In this regard, Butow et al. (2002) examined the response patterns of doctors and the information requested in the oncology department and it was reported that doctors respond more to requests for information on prognosis, treatment etc., rather than requests for emotional support. On the other hand, patients are more likely to request medical information, as they perceive doctors and operators as “busy” and do not consider it appropriate to involve them in their fears and anxieties. As the authors report

It can therefore be argued that giving information cut out on the person with sensitivity, involving the patient in the treatment and in the decisions so that it has an active role and recognizing the emotional discomfort, are factors that contribute to the reduction of psychopathological morbidity in cancer patients ( Butow et al., 2002).

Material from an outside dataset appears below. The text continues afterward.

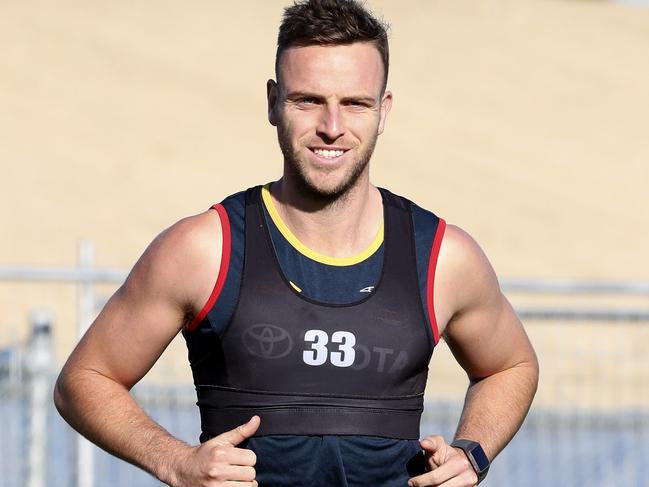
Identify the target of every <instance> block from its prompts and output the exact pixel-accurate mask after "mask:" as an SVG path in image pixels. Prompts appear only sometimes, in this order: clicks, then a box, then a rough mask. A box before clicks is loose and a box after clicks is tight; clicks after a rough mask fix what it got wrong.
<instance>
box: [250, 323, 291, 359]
mask: <svg viewBox="0 0 649 487" xmlns="http://www.w3.org/2000/svg"><path fill="white" fill-rule="evenodd" d="M242 339H243V344H244V346H245V347H246V349H247V350H248V352H250V353H251V354H252V355H254V356H256V357H260V358H266V359H278V358H282V357H286V356H287V355H288V354H289V353H290V352H291V350H292V349H293V339H292V338H291V335H290V333H289V332H287V331H286V330H285V329H284V328H281V327H279V326H276V325H270V324H266V323H260V324H257V325H252V326H251V327H250V328H248V329H247V330H246V331H245V332H244V333H243V336H242Z"/></svg>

However, it is necessary to specify that the presence of emotional responses also depends on the ability of the team to bring out the “psychological needs” and to respond congruently to them, underlining the need to sensitize the health personnel towards the distress experienced by the cancer patient; therefore the importance of paying attention to these signals and interpreting the underlying needs of the emotional reactions elicited by the oncological disease in its different phases, as well as in the treatment phases. Working in a biopsychosocial perspective includes giving due weight to the psychological, social and biological variables which, interacting with each other, can contribute to the success of a treatment; being in close interaction these variables it is necessary both to inform the patient about the medical aspects of the disease, both to inform about common feelings, fears and anxieties in the oncological process, ensuring the opportunity to be followed in a psychological path. The emotional aspect of the disease, especially if it is fatal, is increasingly important and worthy of being monitored in order to guarantee an acceptable and satisfactory quality of life experienced by the patient, reiterating the fact that nowadays there is always an more frequent chronicity of the disease (Matarazzo, 1980) and a growing need for coexistence with it.